ANLI Round 2 — NLI Classifier

3-way Natural Language Inference (entailment / neutral / contradiction) on the Adversarial NLI Round 2 benchmark using DeBERTa-v3.

Results

Model	Params	Test Accuracy	Test Macro F1
Random Uniform (50-seed avg)	—	33.5%	0.335
Majority Class (neutral)	—	33.3%	0.167
TF-IDF + LogReg (concat)	—	35.0%	0.335
LinearSVC (sep TF-IDF + NLI feats)	—	42.5%	0.421
BERT-base (fine-tuned)	110M	43.5%	0.431
DeBERTa-v3-base (MNLI+FEVER+ANLI)	86M	54.6%	0.546
DeBERTa-v3-large (MNLI+FEVER+ANLI)	304M	68.2%	0.682

ANLI R2 is adversarially constructed — annotators wrote hypotheses specifically designed to fool transformer models. DeBERTa-v3-large achieves 68.2% accuracy, 34.9 points above random and 24.7 points above fine-tuned BERT-base.

Project Structure

anli-nli-classifier/
├── notebooks/
│   ├── phase1_eda.ipynb              # Exploratory Data Analysis
│   ├── phase2_baselines.ipynb        # Baseline models
│   └── phase3_deberta.ipynb          # DeBERTa-v3 evaluation + error analysis
├── figures/                          # Plots from EDA and evaluation
├── best_model/                       # Model weights (not in repo — see Setup)
│   ├── base/                         # DeBERTa-v3-base (~360MB)
│   └── large/                        # DeBERTa-v3-large (~1.2GB, optional)
├── main.py                           # FastAPI inference server
├── static/
│   ├── index.html                    # Web UI with model switching
│   └── presentation.html             # Interactive project presentation
├── download_model.py                 # Model download script (base / large / both)
├── Dockerfile
├── docker-compose.yml
├── requirements.txt                  # API dependencies (CPU-only torch)
├── results_summary.json              # Evaluation metrics
├── presentation/
└── README.md

Quick Start

Prerequisites

Docker and Docker Compose
Model weights in best_model/ directory (see below)

Model Setup

The model weights are not included in the repository due to size. Download them with the included script:

# Download base model only (~360MB) — fast inference, 54.6% accuracy
python download_model.py

# Download large model only (~1.2GB) — higher accuracy (68.2%)
python download_model.py --model large

# Download both models
python download_model.py --all

The script downloads from HuggingFace Hub, auto-installs huggingface_hub if needed, and skips models that already exist.

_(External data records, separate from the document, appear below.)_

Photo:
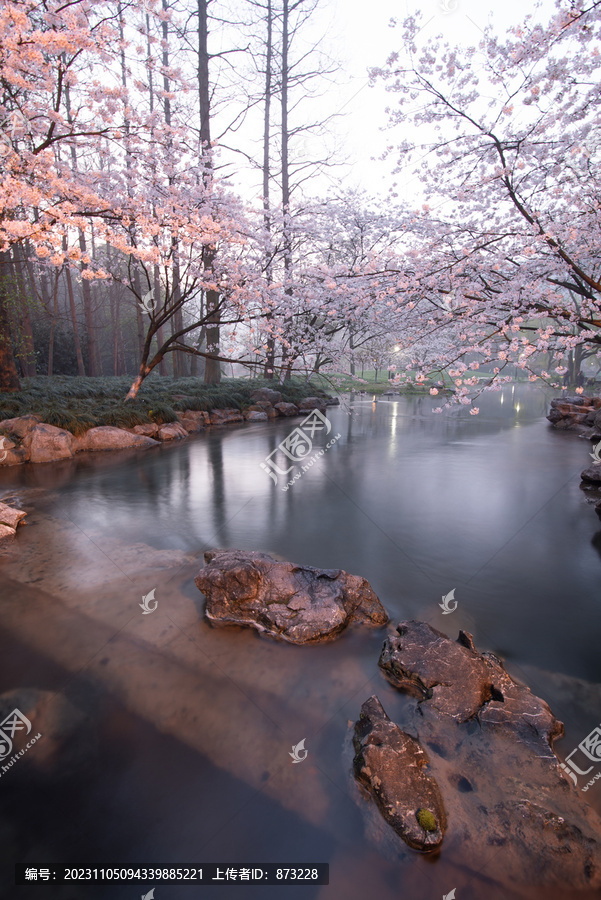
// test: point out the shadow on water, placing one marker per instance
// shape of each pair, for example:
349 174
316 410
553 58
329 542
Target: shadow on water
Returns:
195 723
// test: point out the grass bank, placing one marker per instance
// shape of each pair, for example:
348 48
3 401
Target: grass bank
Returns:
77 403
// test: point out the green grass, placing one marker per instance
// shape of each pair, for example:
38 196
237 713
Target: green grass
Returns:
77 403
343 382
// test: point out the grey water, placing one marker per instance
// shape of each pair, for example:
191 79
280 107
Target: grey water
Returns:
193 723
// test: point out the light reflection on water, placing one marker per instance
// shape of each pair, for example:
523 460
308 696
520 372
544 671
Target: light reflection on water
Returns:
416 503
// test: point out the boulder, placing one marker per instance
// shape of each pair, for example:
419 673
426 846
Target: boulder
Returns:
19 426
225 416
572 412
297 603
10 516
286 409
571 400
172 431
149 430
46 443
394 767
106 437
268 394
310 403
13 457
511 809
266 407
461 683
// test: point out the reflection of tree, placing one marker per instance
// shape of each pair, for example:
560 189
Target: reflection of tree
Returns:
215 456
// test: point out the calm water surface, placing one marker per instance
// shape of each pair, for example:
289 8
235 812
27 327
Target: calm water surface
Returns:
193 724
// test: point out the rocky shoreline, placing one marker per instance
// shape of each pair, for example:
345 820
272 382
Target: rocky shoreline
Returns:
470 767
28 439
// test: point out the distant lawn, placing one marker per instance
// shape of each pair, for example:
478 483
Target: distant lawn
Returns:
77 403
344 383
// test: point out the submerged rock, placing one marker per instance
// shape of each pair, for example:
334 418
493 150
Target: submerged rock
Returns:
286 409
268 394
172 431
54 740
511 810
225 416
297 603
311 403
9 519
592 473
46 443
106 437
395 769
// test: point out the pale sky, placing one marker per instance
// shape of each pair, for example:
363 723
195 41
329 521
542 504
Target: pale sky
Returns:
357 33
361 35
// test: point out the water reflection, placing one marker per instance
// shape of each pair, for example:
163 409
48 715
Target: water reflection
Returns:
415 502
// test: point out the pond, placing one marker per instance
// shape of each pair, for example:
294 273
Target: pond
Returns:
193 724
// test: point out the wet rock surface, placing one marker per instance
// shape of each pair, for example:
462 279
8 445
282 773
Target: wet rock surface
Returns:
9 520
297 603
395 769
106 437
511 811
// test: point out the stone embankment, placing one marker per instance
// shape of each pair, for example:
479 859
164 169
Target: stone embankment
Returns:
28 439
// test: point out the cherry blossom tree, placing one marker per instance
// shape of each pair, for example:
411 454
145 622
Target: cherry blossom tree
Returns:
505 249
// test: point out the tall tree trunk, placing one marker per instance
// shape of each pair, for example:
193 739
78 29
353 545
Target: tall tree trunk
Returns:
85 284
212 366
156 286
287 236
53 319
9 376
179 358
28 351
80 366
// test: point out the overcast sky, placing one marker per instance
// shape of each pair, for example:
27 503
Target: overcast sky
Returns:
357 32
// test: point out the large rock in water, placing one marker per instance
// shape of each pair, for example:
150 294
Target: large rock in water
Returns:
46 443
394 767
266 394
225 416
297 603
511 811
106 437
9 519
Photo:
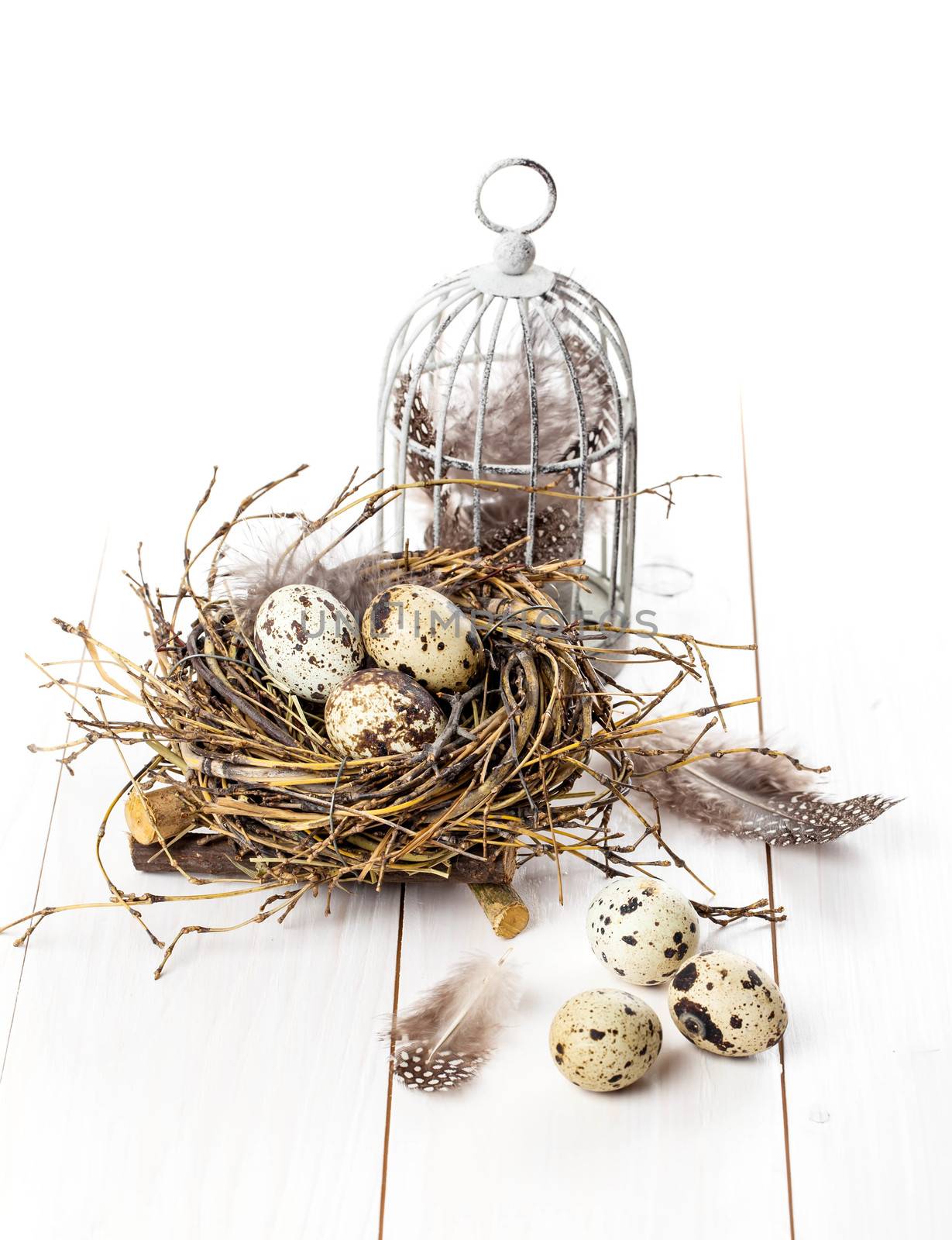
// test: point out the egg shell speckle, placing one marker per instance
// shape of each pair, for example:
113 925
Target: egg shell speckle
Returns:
378 712
604 1041
415 630
308 640
642 929
727 1004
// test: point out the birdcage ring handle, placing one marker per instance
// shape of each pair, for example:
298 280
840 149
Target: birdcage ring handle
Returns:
517 163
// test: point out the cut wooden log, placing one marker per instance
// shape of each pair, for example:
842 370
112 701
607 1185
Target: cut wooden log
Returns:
503 908
160 812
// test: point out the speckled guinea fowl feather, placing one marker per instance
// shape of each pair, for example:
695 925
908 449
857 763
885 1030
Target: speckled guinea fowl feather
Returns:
444 1039
750 795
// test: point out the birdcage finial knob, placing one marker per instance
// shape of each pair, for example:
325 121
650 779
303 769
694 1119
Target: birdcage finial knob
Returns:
514 253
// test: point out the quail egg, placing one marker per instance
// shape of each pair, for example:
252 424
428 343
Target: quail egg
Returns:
378 712
604 1041
642 929
308 640
419 632
727 1004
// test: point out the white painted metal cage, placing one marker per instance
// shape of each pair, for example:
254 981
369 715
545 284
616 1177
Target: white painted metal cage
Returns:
516 374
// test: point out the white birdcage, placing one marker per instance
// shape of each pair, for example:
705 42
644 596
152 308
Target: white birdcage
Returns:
516 374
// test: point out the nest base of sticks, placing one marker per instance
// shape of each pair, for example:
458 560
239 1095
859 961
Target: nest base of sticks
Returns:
156 846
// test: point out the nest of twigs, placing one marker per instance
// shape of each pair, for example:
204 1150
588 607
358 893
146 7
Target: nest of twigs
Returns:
533 756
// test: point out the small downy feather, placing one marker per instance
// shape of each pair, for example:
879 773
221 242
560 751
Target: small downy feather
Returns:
750 795
444 1039
287 557
507 436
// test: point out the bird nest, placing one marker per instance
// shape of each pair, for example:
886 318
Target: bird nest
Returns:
531 762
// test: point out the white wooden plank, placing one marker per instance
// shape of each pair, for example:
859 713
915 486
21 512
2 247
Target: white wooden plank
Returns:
35 717
851 673
253 1062
567 1159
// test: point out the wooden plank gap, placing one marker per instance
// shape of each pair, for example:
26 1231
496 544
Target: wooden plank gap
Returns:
768 855
390 1066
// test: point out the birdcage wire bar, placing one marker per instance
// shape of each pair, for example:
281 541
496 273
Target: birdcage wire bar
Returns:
444 332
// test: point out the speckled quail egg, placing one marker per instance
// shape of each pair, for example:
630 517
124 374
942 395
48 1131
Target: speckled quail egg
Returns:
378 712
642 929
419 632
604 1041
727 1004
308 640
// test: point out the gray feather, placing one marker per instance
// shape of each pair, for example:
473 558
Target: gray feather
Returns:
750 795
444 1039
507 437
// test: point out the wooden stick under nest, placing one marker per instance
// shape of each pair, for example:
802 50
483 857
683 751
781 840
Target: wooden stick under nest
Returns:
533 762
201 853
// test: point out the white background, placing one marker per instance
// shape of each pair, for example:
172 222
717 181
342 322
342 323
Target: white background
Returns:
211 217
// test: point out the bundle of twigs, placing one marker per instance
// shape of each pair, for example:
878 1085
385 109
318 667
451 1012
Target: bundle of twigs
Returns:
531 763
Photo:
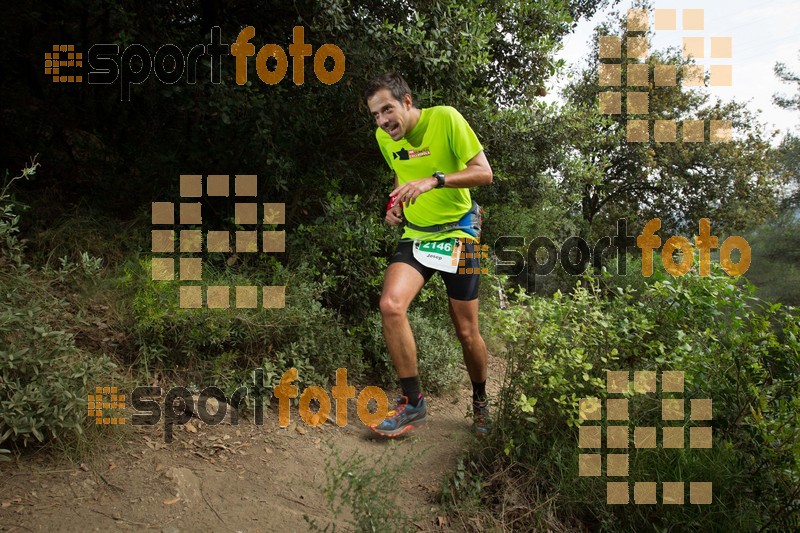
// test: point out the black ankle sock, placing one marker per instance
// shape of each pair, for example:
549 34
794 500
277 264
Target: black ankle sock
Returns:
411 390
479 391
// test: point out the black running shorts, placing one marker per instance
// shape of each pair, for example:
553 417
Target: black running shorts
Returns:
459 286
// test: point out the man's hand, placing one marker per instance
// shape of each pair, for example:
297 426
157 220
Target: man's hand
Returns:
394 216
410 191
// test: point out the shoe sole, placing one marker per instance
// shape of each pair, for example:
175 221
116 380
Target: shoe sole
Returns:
397 432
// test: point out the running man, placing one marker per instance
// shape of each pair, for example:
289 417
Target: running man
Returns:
436 158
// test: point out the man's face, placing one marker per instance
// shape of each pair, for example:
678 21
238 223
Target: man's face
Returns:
391 115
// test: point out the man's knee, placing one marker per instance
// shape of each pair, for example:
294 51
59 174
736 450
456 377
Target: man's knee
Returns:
467 335
392 307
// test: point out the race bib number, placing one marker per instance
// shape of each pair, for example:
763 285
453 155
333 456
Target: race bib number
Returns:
441 255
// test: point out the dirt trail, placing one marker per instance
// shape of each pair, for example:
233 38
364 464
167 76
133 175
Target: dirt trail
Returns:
223 478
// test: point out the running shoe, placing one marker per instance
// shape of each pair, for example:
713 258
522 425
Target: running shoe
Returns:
404 417
481 421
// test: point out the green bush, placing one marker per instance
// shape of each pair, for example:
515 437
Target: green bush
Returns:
439 356
732 348
224 345
346 250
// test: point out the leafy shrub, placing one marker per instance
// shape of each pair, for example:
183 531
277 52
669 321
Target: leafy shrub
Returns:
732 348
44 377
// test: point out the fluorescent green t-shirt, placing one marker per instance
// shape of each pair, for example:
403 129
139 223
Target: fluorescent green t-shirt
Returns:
441 140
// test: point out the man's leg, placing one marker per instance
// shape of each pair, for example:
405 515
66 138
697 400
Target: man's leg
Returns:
400 286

Run with Docker Compose (Recommended)

# Build and start
docker compose up --build

# Or run detached
docker compose up --build -d

The server auto-detects available models and loads the best one at startup (prefers large if downloaded).

Web UI: http://localhost:8000 — interactive classifier with model switching
Presentation: http://localhost:8000/presentation — full project walkthrough with figures
Swagger UI: http://localhost:8000/docs — API documentation with test interface
Health Check: http://localhost:8000/health

Run with Docker Directly

docker build -t anli-nli-classifier .
docker run -p 8000:8000 -v ./best_model:/app/model:ro anli-nli-classifier

Run without Docker

pip install -r requirements.txt
export MODEL_DIR=./best_model
uvicorn main:app --host 0.0.0.0 --port 8000

Model Switching

The server supports live model switching without restart. Both the Web UI and API support this.

Via Web UI

Click the "Switch to DeBERTa-v3-large" button in the header badge row. The model loads in a few seconds and all subsequent predictions use the new model.

Via API

# List available models
curl http://localhost:8000/models

# Switch to large model
curl -X POST http://localhost:8000/models/switch \
  -H "Content-Type: application/json" \
  -d '{"model": "large"}'

# Switch back to base
curl -X POST http://localhost:8000/models/switch \
  -H "Content-Type: application/json" \
  -d '{"model": "base"}'

API Reference

`GET /health` — Health Check

curl http://localhost:8000/health

{
  "status": "healthy",
  "model_loaded": true,
  "active_model": "base",
  "device": "cpu",
  "model_dir": "/app/model"
}

`GET /models` — List Models

curl http://localhost:8000/models

{
  "active_model": "base",
  "models": [
    {"key": "base", "name": "DeBERTa-v3-base", "params": "86M", "downloaded": true, "active": true},
    {"key": "large", "name": "DeBERTa-v3-large", "params": "304M", "downloaded": true, "active": false}
  ]
}

`POST /predict` — Single Prediction

curl -X POST http://localhost:8000/predict \
  -H "Content-Type: application/json" \
  -d '{
    "premise": "The Parma trolleybus system comprises four urban routes.",
    "hypothesis": "The trolleybus system has over 2 urban routes."
  }'

{
  "label": "entailment",
  "confidence": 0.9883,
  "probabilities": {
    "entailment": 0.9883,
    "neutral": 0.0107,
    "contradiction": 0.0008
  },
  "inference_time_ms": 472.23,
  "model": "base"
}

`POST /predict/batch` — Batch Prediction (up to 64 pairs)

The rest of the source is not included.